Im September 2012 präsentierte Strohm gemeinsam mit dem polnischen Regisseur Marcin El eine filmische Umsetzung und Aktualisierung seines Bestsellers. Der Dokumentarfilm "Friedlich in die Katastrophe" wurde im Abaton-Kino Hamburg erstmals gezeigt und etwa vom Greenpeace-Aktivisten Heinz Smital als "Meisterwerk" gelobt. Dennoch fand sich kein Verleih und so ist die Verbreitung des Films auf Initiativen vor Ort und auf "Mundpropaganda" angewiesen.

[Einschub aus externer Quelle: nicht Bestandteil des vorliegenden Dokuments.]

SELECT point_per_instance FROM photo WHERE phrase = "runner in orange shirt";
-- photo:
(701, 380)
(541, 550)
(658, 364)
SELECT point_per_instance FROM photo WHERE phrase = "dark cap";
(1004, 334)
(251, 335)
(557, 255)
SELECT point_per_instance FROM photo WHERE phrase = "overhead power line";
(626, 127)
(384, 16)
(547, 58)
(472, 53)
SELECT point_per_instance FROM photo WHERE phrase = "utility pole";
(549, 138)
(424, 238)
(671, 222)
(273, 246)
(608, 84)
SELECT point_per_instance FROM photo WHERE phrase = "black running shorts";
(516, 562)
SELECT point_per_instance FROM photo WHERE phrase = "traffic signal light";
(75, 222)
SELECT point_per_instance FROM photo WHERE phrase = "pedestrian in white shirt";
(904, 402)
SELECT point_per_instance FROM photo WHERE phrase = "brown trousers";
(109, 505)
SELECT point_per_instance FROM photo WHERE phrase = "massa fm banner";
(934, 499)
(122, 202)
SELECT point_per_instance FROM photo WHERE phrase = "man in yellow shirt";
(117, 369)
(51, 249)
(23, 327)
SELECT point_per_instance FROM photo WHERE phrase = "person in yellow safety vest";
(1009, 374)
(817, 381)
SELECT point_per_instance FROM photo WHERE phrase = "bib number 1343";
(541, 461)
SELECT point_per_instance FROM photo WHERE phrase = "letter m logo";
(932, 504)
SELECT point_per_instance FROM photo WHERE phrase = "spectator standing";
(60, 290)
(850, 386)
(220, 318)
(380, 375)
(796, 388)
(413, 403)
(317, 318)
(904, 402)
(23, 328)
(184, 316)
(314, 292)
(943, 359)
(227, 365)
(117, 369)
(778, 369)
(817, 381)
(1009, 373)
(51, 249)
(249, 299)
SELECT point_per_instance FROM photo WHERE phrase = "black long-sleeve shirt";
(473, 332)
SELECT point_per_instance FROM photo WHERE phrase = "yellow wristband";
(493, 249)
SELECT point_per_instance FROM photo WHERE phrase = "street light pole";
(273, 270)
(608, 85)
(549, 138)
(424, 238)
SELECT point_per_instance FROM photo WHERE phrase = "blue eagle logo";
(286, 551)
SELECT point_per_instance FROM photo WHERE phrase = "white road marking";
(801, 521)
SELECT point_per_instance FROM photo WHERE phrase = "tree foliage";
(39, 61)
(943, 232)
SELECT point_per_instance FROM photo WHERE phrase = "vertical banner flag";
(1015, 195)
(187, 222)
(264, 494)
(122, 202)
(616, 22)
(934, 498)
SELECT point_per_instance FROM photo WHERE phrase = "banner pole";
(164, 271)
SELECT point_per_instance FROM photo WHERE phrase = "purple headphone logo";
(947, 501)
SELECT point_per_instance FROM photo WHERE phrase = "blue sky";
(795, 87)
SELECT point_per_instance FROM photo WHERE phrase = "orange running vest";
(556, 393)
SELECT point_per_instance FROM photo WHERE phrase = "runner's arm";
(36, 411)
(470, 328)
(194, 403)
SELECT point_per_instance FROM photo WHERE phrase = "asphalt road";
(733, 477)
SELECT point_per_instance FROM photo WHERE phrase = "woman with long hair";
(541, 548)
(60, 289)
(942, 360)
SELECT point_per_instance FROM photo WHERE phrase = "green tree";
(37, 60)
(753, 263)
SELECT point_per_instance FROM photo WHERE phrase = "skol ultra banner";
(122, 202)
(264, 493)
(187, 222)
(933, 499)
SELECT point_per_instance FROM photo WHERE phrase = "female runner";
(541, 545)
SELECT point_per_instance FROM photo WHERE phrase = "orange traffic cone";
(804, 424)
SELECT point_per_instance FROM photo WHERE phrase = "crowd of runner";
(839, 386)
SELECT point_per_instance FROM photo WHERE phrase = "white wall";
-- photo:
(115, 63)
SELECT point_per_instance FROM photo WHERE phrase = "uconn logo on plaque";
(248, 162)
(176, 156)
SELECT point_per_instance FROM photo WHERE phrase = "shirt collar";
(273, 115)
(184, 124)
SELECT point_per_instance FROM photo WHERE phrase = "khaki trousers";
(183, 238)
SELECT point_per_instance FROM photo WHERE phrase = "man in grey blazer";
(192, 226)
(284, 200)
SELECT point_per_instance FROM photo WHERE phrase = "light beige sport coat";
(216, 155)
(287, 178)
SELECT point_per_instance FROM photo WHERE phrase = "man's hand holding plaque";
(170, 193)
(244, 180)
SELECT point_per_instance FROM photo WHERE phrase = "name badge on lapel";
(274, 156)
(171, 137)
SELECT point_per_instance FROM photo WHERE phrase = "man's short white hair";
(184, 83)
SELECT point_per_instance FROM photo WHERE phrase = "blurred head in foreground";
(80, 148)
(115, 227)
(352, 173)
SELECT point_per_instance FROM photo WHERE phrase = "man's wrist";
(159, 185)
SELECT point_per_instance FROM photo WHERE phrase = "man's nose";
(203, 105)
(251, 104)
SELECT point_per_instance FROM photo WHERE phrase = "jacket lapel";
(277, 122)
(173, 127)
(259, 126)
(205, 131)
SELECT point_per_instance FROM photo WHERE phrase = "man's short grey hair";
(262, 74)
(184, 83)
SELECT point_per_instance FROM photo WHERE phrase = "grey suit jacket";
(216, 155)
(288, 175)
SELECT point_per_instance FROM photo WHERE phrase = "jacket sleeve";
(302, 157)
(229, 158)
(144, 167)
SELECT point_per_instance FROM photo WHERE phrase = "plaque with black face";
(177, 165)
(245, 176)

Die linksliberale Wochenzeitung 'Der Freitag' nannte dies einen "Skandal für eine demokratische, sich aufgeklärt gebende Gesellschaft." Auch wenn es über Details dieses Films innerhalb der Anti-Atom-Bewegung sachlich fundiert verschiedene Ansichten gibt, wäre das Werk im Kampf gegen die Atom-Industrie sicherlich äußerst wirkungsvoll.

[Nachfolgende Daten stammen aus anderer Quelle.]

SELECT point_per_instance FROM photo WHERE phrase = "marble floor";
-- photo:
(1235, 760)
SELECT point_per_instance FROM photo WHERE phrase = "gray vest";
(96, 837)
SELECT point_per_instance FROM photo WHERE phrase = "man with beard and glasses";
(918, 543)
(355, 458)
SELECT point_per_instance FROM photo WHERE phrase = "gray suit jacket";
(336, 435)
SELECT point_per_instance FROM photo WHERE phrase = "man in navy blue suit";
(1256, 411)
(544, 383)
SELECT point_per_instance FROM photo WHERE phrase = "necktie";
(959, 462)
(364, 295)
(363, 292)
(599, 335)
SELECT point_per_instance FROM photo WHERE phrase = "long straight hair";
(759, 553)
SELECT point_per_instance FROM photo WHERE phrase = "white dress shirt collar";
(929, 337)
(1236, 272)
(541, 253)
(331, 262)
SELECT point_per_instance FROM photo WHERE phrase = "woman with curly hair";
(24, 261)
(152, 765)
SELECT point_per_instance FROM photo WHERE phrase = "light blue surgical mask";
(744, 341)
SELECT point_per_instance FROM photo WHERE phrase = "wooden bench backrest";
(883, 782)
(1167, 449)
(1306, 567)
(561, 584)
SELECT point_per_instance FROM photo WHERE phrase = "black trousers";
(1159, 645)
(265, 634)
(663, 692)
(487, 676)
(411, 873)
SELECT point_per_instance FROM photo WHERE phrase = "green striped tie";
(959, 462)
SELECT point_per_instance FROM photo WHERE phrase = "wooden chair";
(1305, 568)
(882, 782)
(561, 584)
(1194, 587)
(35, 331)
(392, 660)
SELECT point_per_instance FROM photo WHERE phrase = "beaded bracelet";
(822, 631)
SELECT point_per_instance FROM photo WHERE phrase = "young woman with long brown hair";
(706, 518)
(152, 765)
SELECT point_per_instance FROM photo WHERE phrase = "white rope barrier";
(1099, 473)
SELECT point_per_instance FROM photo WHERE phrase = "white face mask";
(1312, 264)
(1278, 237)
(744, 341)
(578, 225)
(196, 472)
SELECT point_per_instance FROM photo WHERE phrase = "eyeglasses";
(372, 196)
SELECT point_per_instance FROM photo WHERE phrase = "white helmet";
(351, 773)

Den Vorwand für die Verleumdungskampagne gegen Holger Strohm lieferte ein Vorfall im Herbst vergangenen Jahres. Bei einer Vorführung des Filmes im wendländischen Lüchow erschlich sich ein Neo-Nazi ein Interview. Er hatte sich gegenüber Strohm als Vertreter einer Anti-AKW-Initiative aus Gorleben ausgegeben. Obwohl Strohm mit dem Interviewer - wie üblich - vereinbart hatte, daß ihm der Text vor einer Veröffentlichung vorgelegt werden muß, erschien das "Interview" in dem in NPD- und Neonazi-Kreisen verbreiteten Magazin 'Umwelt & Aktiv' ohne Strohms Zustimmung. Das einzige, was Holger Strohm ernsthaft vorzuwerfen wäre, ist, daß er es versäumte, per Gericht eine "einstweilige Verfügung" gegen die Veröffentlichung zu erwirken - hierfür jedoch wird Strohm merkwürdiger Weise in der seit Monaten fanatisch geführten Kampagne gar nicht kritisiert.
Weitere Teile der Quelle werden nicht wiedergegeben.